Si votre paie tardait d’une semaine, y arriveriez-vous quand même?

Si votre paie tardait d’une semaine, seriez-vous capable de faire face à vos obligations financières sans difficulté en attendant?

Quelque 44 pour cent des travailleurs canadiens croient qu’ils auraient de la difficulté à le faire, d’après un sondage réalisé auprès de 5074 employés canadiens, pour le compte de l’Association canadienne de la paie. Dans les provinces atlantiques, ce sont 49 pour cent des personnes qui ont répondu qu’elles auraient de la difficulté à honorer leurs obligations, advenant une telle éventualité.

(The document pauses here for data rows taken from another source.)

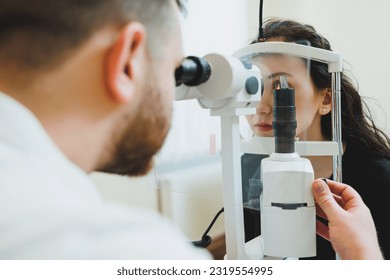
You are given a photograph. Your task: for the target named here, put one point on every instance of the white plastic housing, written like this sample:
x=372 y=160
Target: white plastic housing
x=287 y=180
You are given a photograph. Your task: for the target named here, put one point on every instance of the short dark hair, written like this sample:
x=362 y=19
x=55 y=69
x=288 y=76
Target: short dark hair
x=37 y=34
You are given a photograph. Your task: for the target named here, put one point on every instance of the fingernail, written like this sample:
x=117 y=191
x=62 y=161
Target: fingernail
x=319 y=187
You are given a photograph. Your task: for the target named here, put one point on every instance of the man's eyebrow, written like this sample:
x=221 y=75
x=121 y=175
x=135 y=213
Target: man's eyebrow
x=278 y=74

La proportion tombe à 31 pour cent au Québec – ce qui est la proportion la moins élevée au pays.

Capables d’épargner mais…

Même si 71% des Canadiens de l’Atlantique qui essaient d’épargner davantage ont été en mesure de le faire (par rapport à 69 % des répondants à l’échelle nationale et 79% au Québec), 71 % d’entre eux déclarent avoir épargné 10% ou moins de leurs revenus (soit le plus mauvais pourcentage au Canada), ce qui est bien au-dessous du niveau d’épargne recommandé.

« La volonté d’épargner en vue de la retraite est un sujet bien ancré dans la culture québécoise », a souligné au cours d’une entrevue Christian Coutu, membre du conseil d’administration de l’Association canadienne de la paie.

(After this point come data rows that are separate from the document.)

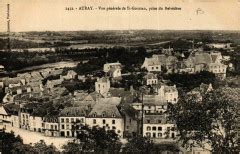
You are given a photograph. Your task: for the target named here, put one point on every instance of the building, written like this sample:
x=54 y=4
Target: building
x=152 y=65
x=132 y=123
x=2 y=69
x=157 y=126
x=54 y=83
x=166 y=93
x=200 y=61
x=105 y=114
x=35 y=122
x=1 y=83
x=150 y=79
x=71 y=74
x=70 y=121
x=113 y=69
x=19 y=90
x=151 y=104
x=50 y=126
x=102 y=86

« Au Québec, il y a encore beaucoup de régimes de retraite à prestations déterminées, il en reste encore. Il y a beaucoup de compagnies qui offrent des régimes de retraite à cotisations déterminées » aussi. Et il y a également les fonds de travailleurs, comme le Fonds de solidarité de la FTQ, qui incitent à épargner. « C’est vrai que c’est un outil qui est favorable à l’économie, surtout que ça a un rendement qui est quand même assez élevé », concède M. Coutu.

Endettement

Quelque 40 pour cent des travailleurs canadiens se sont dits accablés par leur taux d’endettement, mais seulement 22 pour cent se perçoivent ainsi au Québec. La proportion grimpe à 45 pour cent dans les provinces atlantiques.

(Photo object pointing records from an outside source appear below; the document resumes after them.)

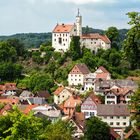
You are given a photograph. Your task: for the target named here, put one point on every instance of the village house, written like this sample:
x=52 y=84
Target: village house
x=90 y=79
x=8 y=89
x=102 y=85
x=89 y=106
x=77 y=74
x=62 y=35
x=70 y=104
x=50 y=112
x=61 y=94
x=117 y=116
x=78 y=121
x=118 y=95
x=95 y=41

On note avec étonnement que les travailleurs des provinces de l’Atlantique affirment que leurs enfants sont la cause principale de leur endettement plus élevé (24 % au Canada atlantique et 14 % à l’échelle nationale).

Les deux principales causes invoquées par les Canadiens pour justifier l’augmentation des dépenses sont des frais de subsistance plus élevés (27 %) et des dépenses inattendues (20 %). La plupart des répondants (96 %) prévoient la hausse du coût de la vie au cours des douze prochains mois.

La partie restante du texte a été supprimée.